Commoditization of web design?

Hello, I'm new to web design, and I have been studying it for about a year. I'm coming to notice that in this day in age web technology is growing fast. Open source projects are being worked on all around the world by people on their laptops and people are fighting for the customers attention through easy to use website builders like wix or squarespace. I'm a little sketchy of weather webdesign has a future or not because of the technical skills it takes to perform it, over the build it yourself websites that customers can take control over. I'm told that web design is a great career path but at the same time I'm hearing the future of web design is dying out through the competition to make it easy to use for the customer. Does anybody have any opinions on this topic?
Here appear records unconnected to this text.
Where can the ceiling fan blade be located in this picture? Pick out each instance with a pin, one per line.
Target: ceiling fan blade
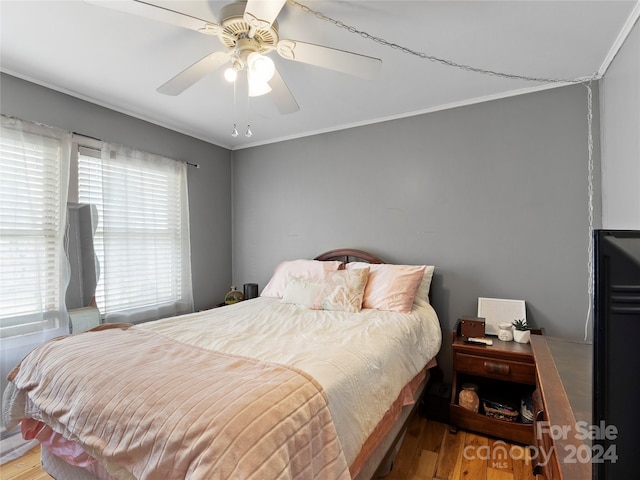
(339, 60)
(282, 96)
(160, 14)
(260, 14)
(195, 72)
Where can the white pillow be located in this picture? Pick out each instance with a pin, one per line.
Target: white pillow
(307, 293)
(303, 269)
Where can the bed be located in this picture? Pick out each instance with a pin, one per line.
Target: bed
(315, 378)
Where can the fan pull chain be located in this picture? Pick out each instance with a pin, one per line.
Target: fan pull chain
(248, 133)
(234, 132)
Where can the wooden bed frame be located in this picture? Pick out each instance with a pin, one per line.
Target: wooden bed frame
(347, 255)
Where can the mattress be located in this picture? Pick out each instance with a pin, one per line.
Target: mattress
(362, 361)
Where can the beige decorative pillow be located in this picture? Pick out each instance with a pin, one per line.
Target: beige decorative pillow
(344, 290)
(391, 287)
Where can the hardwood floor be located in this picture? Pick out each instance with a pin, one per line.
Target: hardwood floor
(429, 452)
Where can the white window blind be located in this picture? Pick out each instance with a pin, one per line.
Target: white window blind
(142, 236)
(34, 163)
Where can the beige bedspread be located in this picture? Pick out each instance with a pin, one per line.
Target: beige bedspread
(190, 412)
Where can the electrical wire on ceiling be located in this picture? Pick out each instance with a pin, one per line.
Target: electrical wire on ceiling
(586, 81)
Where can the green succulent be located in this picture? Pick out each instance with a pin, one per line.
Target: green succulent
(521, 324)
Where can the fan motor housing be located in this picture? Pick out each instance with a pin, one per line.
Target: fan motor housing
(236, 26)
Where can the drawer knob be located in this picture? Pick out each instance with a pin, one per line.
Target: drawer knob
(494, 367)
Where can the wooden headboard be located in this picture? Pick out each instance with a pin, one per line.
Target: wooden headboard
(347, 255)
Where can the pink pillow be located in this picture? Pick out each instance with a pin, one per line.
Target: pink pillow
(391, 287)
(301, 269)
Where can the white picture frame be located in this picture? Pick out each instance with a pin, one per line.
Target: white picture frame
(499, 310)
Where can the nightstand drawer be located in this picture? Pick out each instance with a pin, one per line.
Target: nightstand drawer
(496, 368)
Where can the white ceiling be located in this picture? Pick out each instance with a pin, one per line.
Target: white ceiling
(118, 60)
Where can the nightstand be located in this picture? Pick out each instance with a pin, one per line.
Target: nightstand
(502, 368)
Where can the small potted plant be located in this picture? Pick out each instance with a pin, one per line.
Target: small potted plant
(522, 332)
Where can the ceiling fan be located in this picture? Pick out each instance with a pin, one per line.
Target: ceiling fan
(249, 32)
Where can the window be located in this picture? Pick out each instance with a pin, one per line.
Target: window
(142, 236)
(34, 164)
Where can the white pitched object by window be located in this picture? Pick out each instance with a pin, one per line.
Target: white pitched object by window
(142, 236)
(34, 175)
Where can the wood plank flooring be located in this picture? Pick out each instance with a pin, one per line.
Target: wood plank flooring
(429, 452)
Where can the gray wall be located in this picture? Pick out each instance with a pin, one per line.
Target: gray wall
(493, 194)
(209, 186)
(621, 137)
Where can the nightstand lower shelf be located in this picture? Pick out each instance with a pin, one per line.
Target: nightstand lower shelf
(477, 422)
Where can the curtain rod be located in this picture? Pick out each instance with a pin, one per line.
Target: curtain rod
(196, 165)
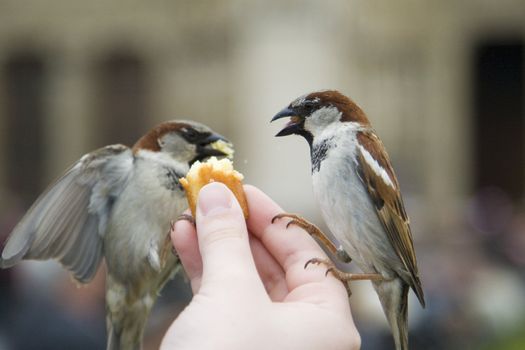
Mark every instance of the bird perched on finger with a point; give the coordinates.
(360, 200)
(116, 204)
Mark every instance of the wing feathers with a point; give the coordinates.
(380, 181)
(63, 223)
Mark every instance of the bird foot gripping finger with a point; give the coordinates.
(316, 232)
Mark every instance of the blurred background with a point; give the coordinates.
(442, 81)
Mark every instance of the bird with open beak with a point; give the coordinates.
(360, 200)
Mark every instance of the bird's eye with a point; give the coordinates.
(190, 134)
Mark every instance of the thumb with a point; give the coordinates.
(227, 261)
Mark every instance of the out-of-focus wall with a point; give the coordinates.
(107, 71)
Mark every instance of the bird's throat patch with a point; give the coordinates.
(319, 153)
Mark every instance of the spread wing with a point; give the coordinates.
(379, 179)
(68, 220)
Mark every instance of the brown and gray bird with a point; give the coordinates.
(360, 200)
(116, 204)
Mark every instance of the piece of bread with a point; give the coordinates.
(212, 170)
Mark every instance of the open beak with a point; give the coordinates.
(214, 145)
(294, 126)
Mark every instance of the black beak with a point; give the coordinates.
(294, 126)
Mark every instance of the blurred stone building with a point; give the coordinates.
(78, 75)
(443, 82)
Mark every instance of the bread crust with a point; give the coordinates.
(213, 170)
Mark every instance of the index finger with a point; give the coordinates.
(291, 247)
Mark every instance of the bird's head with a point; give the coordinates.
(313, 114)
(186, 141)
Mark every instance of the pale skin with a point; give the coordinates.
(251, 290)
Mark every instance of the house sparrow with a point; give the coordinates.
(360, 200)
(116, 203)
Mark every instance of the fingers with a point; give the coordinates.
(184, 238)
(291, 247)
(227, 263)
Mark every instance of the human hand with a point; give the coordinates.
(252, 290)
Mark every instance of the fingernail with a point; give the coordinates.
(214, 198)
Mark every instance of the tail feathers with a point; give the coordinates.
(394, 300)
(128, 337)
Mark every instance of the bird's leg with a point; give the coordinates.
(344, 277)
(186, 217)
(167, 245)
(314, 231)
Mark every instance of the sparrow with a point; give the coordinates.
(360, 201)
(116, 204)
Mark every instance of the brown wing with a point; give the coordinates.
(382, 185)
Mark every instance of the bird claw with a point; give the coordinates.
(317, 261)
(186, 217)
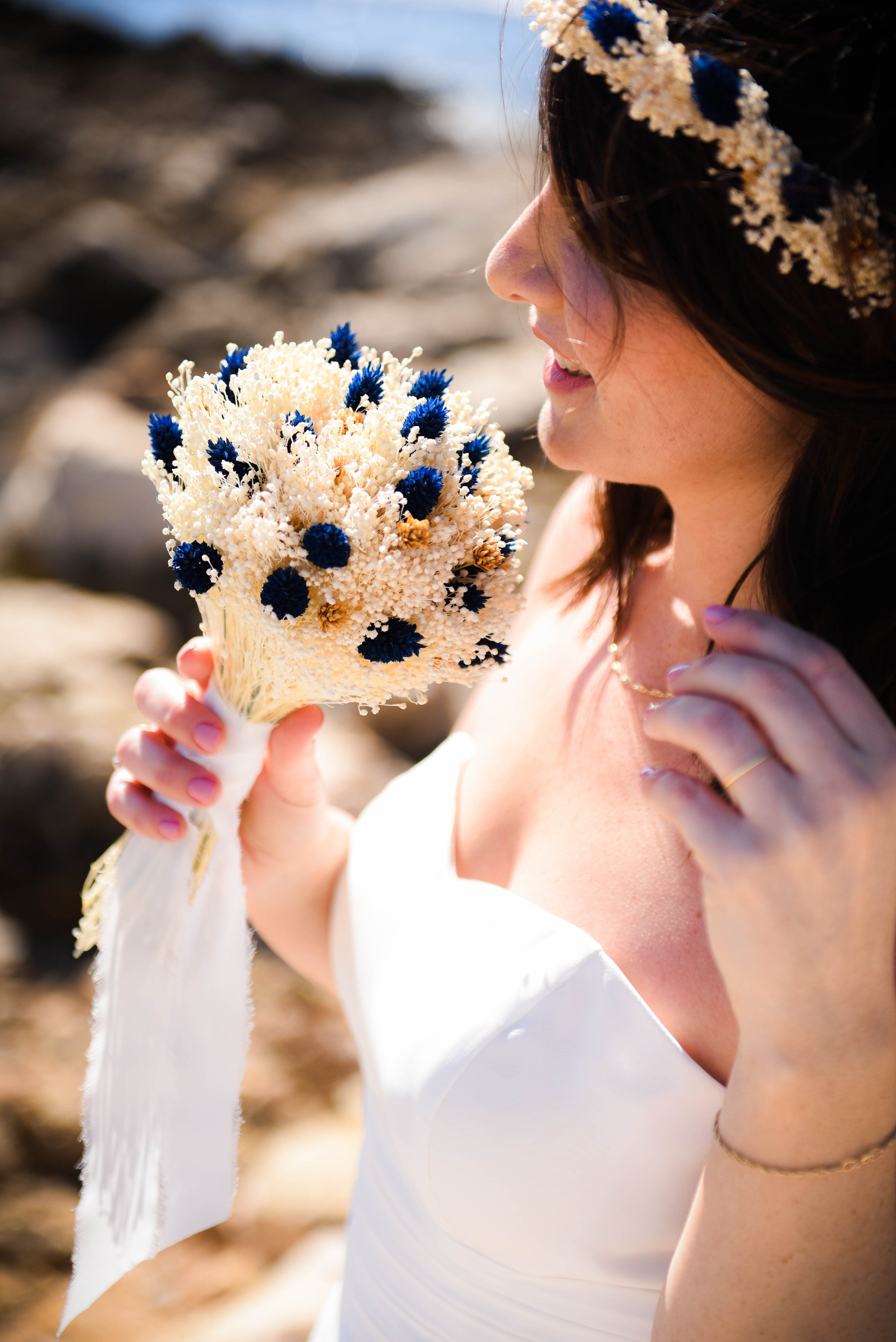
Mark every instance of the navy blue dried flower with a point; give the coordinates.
(473, 599)
(715, 89)
(286, 592)
(430, 419)
(222, 453)
(326, 545)
(398, 642)
(478, 449)
(421, 490)
(807, 191)
(233, 364)
(487, 650)
(345, 347)
(431, 384)
(608, 22)
(196, 566)
(299, 422)
(367, 383)
(164, 437)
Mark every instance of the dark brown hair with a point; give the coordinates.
(651, 210)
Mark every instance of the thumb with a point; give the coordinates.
(292, 768)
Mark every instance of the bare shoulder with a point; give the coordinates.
(569, 539)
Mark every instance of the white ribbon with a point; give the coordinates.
(171, 1027)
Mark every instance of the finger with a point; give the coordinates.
(844, 694)
(726, 741)
(714, 831)
(196, 662)
(165, 700)
(289, 788)
(151, 759)
(137, 810)
(781, 704)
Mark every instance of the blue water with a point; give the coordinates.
(479, 61)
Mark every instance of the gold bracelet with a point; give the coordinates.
(852, 1163)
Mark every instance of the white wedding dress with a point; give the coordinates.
(534, 1136)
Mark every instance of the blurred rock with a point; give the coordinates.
(93, 273)
(281, 1306)
(356, 762)
(78, 508)
(68, 667)
(407, 227)
(302, 1173)
(38, 1224)
(420, 728)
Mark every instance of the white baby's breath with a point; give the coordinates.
(654, 77)
(348, 473)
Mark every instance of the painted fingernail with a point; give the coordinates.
(200, 790)
(207, 736)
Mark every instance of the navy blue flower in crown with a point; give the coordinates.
(395, 642)
(428, 419)
(233, 364)
(608, 22)
(421, 490)
(301, 423)
(326, 545)
(344, 344)
(487, 650)
(807, 191)
(164, 437)
(473, 598)
(196, 566)
(431, 384)
(286, 592)
(365, 383)
(222, 453)
(715, 89)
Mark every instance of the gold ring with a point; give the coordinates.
(746, 768)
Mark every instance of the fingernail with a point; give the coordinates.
(200, 790)
(207, 736)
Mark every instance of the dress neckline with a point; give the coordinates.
(469, 751)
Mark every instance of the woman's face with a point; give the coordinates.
(659, 408)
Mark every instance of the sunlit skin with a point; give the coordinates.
(760, 932)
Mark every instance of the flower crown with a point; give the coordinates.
(780, 198)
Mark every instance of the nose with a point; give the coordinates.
(517, 269)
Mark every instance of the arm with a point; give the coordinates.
(294, 843)
(800, 897)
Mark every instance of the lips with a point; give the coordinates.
(563, 380)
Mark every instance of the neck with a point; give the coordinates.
(717, 536)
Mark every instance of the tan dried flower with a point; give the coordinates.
(415, 533)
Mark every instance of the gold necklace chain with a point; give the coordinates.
(627, 679)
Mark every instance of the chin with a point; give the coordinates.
(569, 443)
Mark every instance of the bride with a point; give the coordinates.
(619, 956)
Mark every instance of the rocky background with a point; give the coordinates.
(155, 205)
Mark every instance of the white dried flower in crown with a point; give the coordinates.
(781, 198)
(328, 509)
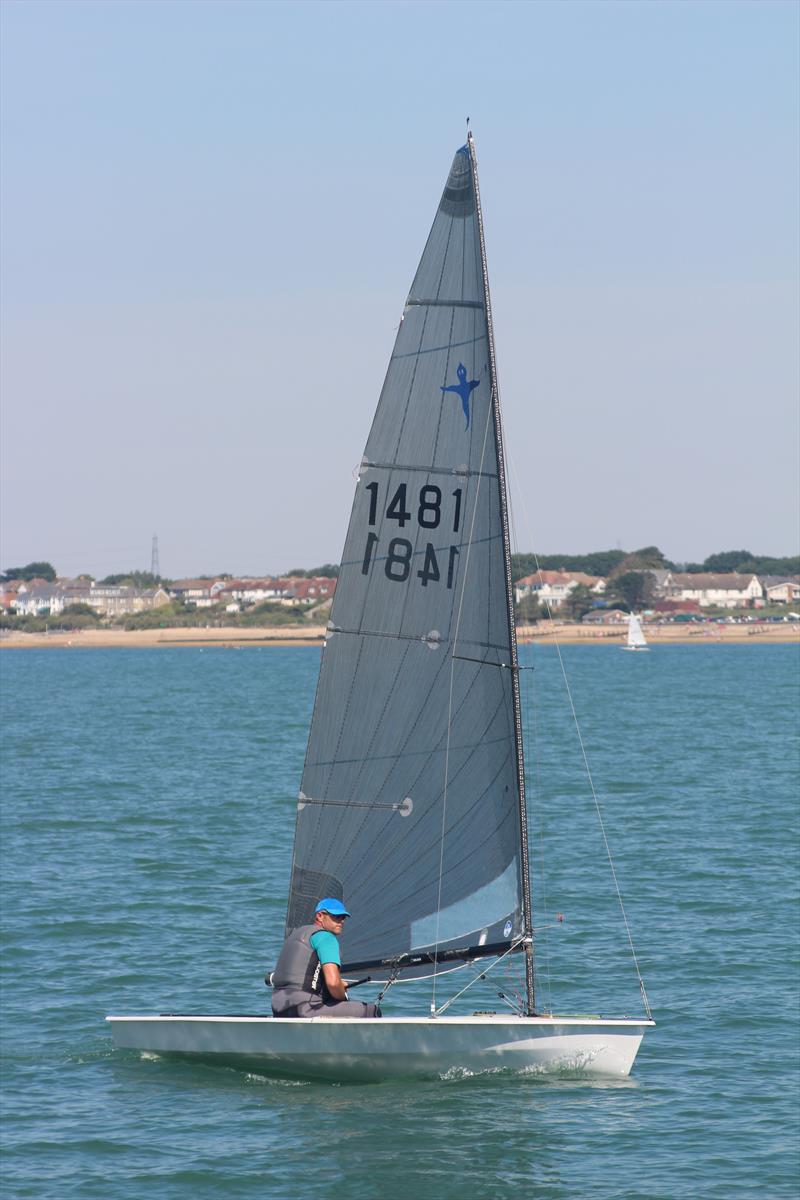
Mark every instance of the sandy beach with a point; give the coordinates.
(546, 634)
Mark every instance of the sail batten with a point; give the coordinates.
(410, 793)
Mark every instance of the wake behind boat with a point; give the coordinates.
(411, 804)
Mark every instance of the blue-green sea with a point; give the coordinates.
(149, 799)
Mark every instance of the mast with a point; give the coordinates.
(512, 631)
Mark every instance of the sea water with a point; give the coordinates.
(149, 801)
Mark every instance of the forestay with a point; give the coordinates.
(410, 798)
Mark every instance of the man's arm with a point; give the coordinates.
(334, 981)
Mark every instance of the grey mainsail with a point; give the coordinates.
(411, 803)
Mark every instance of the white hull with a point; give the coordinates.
(395, 1047)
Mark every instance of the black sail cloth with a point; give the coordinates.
(409, 803)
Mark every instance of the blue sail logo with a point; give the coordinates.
(464, 389)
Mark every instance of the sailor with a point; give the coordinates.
(307, 981)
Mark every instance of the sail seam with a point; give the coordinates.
(438, 349)
(465, 473)
(444, 304)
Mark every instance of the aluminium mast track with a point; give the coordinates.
(528, 917)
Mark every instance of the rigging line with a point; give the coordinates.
(531, 739)
(591, 783)
(489, 411)
(485, 971)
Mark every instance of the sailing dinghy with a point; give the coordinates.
(636, 639)
(413, 797)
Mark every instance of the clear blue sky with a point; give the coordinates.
(212, 213)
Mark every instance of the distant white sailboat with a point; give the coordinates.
(411, 804)
(636, 639)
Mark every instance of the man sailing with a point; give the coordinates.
(307, 981)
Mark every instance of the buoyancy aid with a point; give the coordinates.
(298, 964)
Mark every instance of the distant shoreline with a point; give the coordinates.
(756, 634)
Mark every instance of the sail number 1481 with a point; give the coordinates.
(427, 509)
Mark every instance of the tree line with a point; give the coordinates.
(607, 563)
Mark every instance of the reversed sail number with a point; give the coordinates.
(397, 564)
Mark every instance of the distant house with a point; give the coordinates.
(113, 600)
(553, 587)
(781, 588)
(725, 591)
(311, 592)
(42, 600)
(605, 617)
(247, 592)
(202, 593)
(8, 591)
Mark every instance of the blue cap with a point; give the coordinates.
(335, 907)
Does that mean that freelance will die out and inhouse jobs at companies will be the only profitable rout in webdesign?

1 Answer

Kevin Korte
Kevin Korte
28,149 Points

It's definitely changing the landscape, and so if you're wanting to go the ways of a freelance web designer, you'll have to rethink your strategy too. For small business, sites like Wix and Squaresapce are all they think they need. It's likely they're still leaving some business on the table from a cookie cutter website, but they don't understand that.

You also have competition from web designers all around the globe. It's one reason I don't freelance. Actually, at my job, I've hired some freelancers off of Upwork.com, and were getting some offers from designers for $7-$8 an hour, and their portfolio looked decent. No way I would even attempt to compete at that level. I'm not designing anything for anyone at that wage, I'm better of working at McDonalds's (I'd make more).

I think there is still room to freelance, but you have to bring a few things to the table. You have to be good, and you have to sell yourself, and why money spent on your, will return your client more money. You need to understand their clients, and how they can make changes to their work to have a higher conversion. And you need to go after the right clients.

Mama's little bakery probably isn't your client, but a company running 30-50 employee's might have enough budget, and enough demand, to warrant paying for your skillset you can bring to them.

Just remember, getting jobs as a freelancer is about how you can fix someone else's problem. You can charge them $10,000 for your work, if you're able to show them that paying you $10,000 will net them $100,000 more in profit this year. And of course, you have to follow through, as your reputation will be very valuable.